If you are unfamiliar with the actions list, then I recommend you have a look through it. You are able to sort the list by the entry’s shortcut key, or its description. You can also search for an action in the Filter bar. This is the window where you can assign your own keyboard or MIDI shortcuts and so will come in handy after you have created your custom actions. We are looking for the Custom Actions at the bottom, hit New next to “Custom Actions” and a new window will pop up. 
The first thing you want to do is name your item. We shall call it “Duplicate Everything”, this can be entered in the “Custom Action Name” box (circled in red above). We then can decide on a few options for how this action works. 
I like to select “Consolidate Undo Points” (purple), as that means that hitting undo after carrying out the custom action removes the whole action – leaving it unchecked would mean hitting undo for every step in the action. Finally, before we get onto making the action, you can select whether it shows in the actions menu (green).
To program your custom action, all you need to do is find each step in the actions box, and drag it across in order. Below, I have shown you the first step, I searched “Select all Items” in the filter, found it in the list, then dragged it over. 
And finally, below, you can see the whole custom action.
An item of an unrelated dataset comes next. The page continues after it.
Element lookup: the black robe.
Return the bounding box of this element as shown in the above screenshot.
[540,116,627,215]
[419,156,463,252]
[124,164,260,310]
Notice the order in this action, some of the points could move around and others are fixed. For example, you could copy the items either before, or after the cursor was moved to the end. 
If you pasted the items before it was at the end however, they’d paste at whatever position it was at. Notice also, the final stage “Unselect All Items”, this isn’t strictly necessary, but I have found it good practice to revert back to the original state as closely as possible. It is easy to forget that everything is selected, and every Reaper user has accidentally opened a MIDI item, when 30 others where also selected – it results in all 30 opening at once!

SWS Extensions

You may have heard they exist, but SWS/S&M extensions aren’t the obvious solution for many Reaper users. Basically, it is an open source collaboration project, by Standing Water Studios, and a number of other collaborators.
If you download the SWS extensions and incorporate them into Reaper, you will find a vastly expanded list of possible actions to use. This may not be immediately useful if you start out making basic actions, but sooner or later, you will come to a dead end, where there isn’t an available action for what you need to do. There is a good chance however that the SWS expansion pack includes it.
 
One of the biggest additions in the SWS extension is the added possibility for live configurations of Reaper, this is something which I haven’t explored much of, but hope to for future articles. There is genuinely too much additional content added by the SWS extension to be able to list it all, so I hope the screenshot below can give some indication to the scale of it – note the scroll bar!

Creative Effects

While the custom actions are mainly beneficial for workflow optimisations, there are a good few creative effects to explore. In a previous article we looked at a crude type of compression/upwards expansion with some interesting results to the sound, completely possible with the custom actions.
One particularly useful action I have made is a shuffler. The way it works is by splitting the item at the grid-lines and using an SWS action to reshuffle the items, before gluing them back together. The custom action is shown below.
 
Different grid sizes will create different “resolutions” of shuffling, all of which can be used. One option would be to assign a different grid size shuffler to each of the number keys as shortcuts. 
Another thing you can do is include your own custom actions as steps in other custom actions. Below is a picture of a custom action for mapping a MIDI melody across all keys. It is essentially 12 repeats of a previous custom action I made, which transposed a MIDI item up one semitone in a new track.